The example I’d like to offer is a book of mine called Fury. It started life as an adult novel of 75,000 words. My agent suggested that, as the main protagonist was a teenage girl, I should cut it to 40,000 and aim it at a different market. When this didn’t sell we re-thought it once more, aimed it at reluctant readers and cut it to 9,000, whereupon it was published by Barrington Stoke. All things are possible!


 When you are faced with something that has to be glossed over – such as a coincidence which may seem just a bit too fortuitous to the reader – it’s often best to tackle it head-on. For example, if a character is taken for someone else because they just happen to look alike, or have the same name, you could make the character reflect how strange this was. This makes the reader subconsciously realise that the writer knows this piece of information is a bit unlikely, and is flagging it up, rather than hoping the reader hasn’t noticed – or, even worse, being totally unaware themselves how contrived the situation will seem. Don’t let your reader think he or she is smarter than you are, or the suspension of disbelief will go up in smoke.

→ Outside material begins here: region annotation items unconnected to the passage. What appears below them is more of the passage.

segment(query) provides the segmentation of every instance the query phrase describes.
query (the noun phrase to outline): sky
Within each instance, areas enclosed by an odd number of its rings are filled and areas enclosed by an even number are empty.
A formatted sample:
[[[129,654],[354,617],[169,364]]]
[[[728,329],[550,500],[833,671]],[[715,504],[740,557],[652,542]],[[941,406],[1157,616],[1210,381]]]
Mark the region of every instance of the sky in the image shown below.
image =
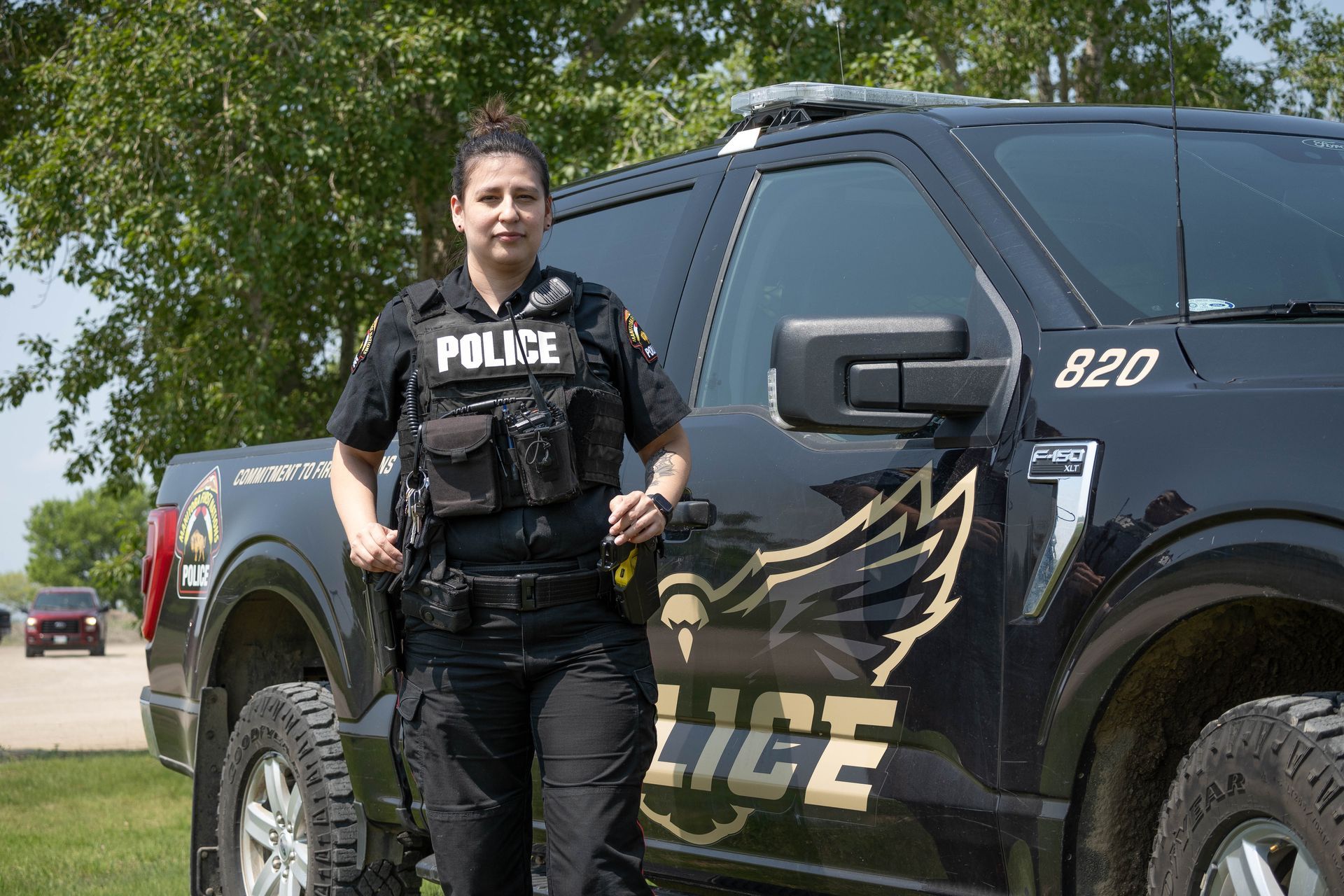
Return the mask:
[[[1327,0],[1327,9],[1344,13],[1344,0]],[[1263,62],[1269,52],[1255,40],[1241,36],[1230,54],[1251,62]],[[3,211],[3,210],[0,210]],[[5,270],[0,262],[0,270]],[[11,296],[0,298],[0,314],[5,321],[0,333],[0,377],[12,373],[26,360],[17,347],[24,334],[42,334],[59,348],[69,347],[77,333],[77,321],[90,310],[97,313],[93,297],[63,282],[55,271],[34,274],[5,270],[15,285]],[[62,473],[69,455],[48,447],[51,420],[58,402],[51,392],[31,395],[16,410],[0,410],[0,572],[23,570],[28,557],[28,544],[23,540],[26,521],[32,508],[47,498],[71,498],[98,480],[71,485]],[[89,422],[106,418],[106,399],[98,396],[90,407]],[[184,451],[192,446],[181,446]]]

Books written in several different voices have become very popular, when the narrator changes from chapter to chapter. These are effectively monologues, and Alan Bennett is their master. It’s really a dialogue with someone or something, although the co-respondent never speaks and is frequently not even there. The recipient may be the character itself, of course, or a facet of it. The monologue follows all the dramatic rules, therefore, and needs conflicts, tensions and resolutions. But just because we’re used to thinking of monologues as set pieces to camera doesn’t mean that they can’t work extremely well in print. The character does not necessarily have to be alone – although if other people are present the subject is at liberty to ignore them.

There is usually some debate about the veracity of the information being conveyed – a single-sided view often implies that other versions of the same scenario exist, and provides plenty of opportunities for irony. Your character needs an individual voice to be truly memorable, and this may mean using such devices as repetition, malapropisms, unfinished sentences, non-sequiturs, catch phrases, digressions, obsessions and evasions. If you can’t produce an individual personality by using one or more of those you’re not trying!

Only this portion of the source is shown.